I wasn’t expecting Alex today. He was supposed to be working on a case—without me, thanks very much, Cornelius—and I’d planned a chill day at the house with Boone.
When I turned back to Wembley, he had a grin plastered to his face.
“Seriously, not a word, you big overgrown man-child.” I’d have threatened to tell my mom he was making my love life miserable, but Alex’s hearing was absurdly good. So I whispered, “I’m gonna tell on you,” and left the rest to his imagination. That wiped the smile right off his face.
Since my mother and Wembley were doing the dirty—ick, I needed to bleach my brain—that should carry some weight with him. My mother was quite keen on me having some kind of love life, and up until recently she’d about given up on me.
As Alex joined us in the kitchen, my soon-to-be-dead roommate said, “Hey, Alex. Take your pants off.”
To Alex’s credit, he didn’t flicker an eyelash. “Why am I undressing in the kitchen?”
“Figured you were due an equipment check.”
Alex looked confused—thank god—but I didn’t care.
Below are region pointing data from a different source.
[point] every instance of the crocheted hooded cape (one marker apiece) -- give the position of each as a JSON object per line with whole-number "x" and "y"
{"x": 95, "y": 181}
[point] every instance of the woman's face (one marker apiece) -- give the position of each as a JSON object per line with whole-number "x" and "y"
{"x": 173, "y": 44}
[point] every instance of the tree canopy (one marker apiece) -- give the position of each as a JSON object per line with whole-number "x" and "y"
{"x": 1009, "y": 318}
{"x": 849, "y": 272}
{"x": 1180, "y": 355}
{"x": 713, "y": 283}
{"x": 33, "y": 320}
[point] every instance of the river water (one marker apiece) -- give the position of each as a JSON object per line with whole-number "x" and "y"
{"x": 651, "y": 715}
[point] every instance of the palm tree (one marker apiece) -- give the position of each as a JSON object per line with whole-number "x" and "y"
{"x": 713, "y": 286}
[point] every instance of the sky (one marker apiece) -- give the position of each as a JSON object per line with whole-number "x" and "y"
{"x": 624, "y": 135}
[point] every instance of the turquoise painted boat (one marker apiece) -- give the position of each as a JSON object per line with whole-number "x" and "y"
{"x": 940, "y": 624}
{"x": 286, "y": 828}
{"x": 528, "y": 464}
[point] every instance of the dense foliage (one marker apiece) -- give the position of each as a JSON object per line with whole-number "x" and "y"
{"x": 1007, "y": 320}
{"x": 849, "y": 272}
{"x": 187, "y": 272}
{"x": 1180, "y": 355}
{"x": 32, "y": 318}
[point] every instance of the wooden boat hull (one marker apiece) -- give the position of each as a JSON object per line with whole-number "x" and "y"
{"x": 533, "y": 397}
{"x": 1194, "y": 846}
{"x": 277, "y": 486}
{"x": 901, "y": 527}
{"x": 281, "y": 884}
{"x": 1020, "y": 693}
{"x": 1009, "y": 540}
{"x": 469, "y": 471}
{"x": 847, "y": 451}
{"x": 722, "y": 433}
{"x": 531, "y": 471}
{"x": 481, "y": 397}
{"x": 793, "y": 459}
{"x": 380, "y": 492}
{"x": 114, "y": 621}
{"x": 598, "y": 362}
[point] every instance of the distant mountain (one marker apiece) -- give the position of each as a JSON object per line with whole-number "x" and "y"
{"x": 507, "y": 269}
“Tangwystl!” I was going to kill Wembley. Ex-Berserker or not, I was taking him down.
She appeared in my hand with a squeak of joy.
Stab, stabby?
Alex’s gaze flew from Tangwystl to me and then to Wembley. But it was me he addressed when he said, “I don’t have a clue what kind of bizarre roommate argument I’ve just walked into, but we don’t have time for you to maim Wembley. We have a case.”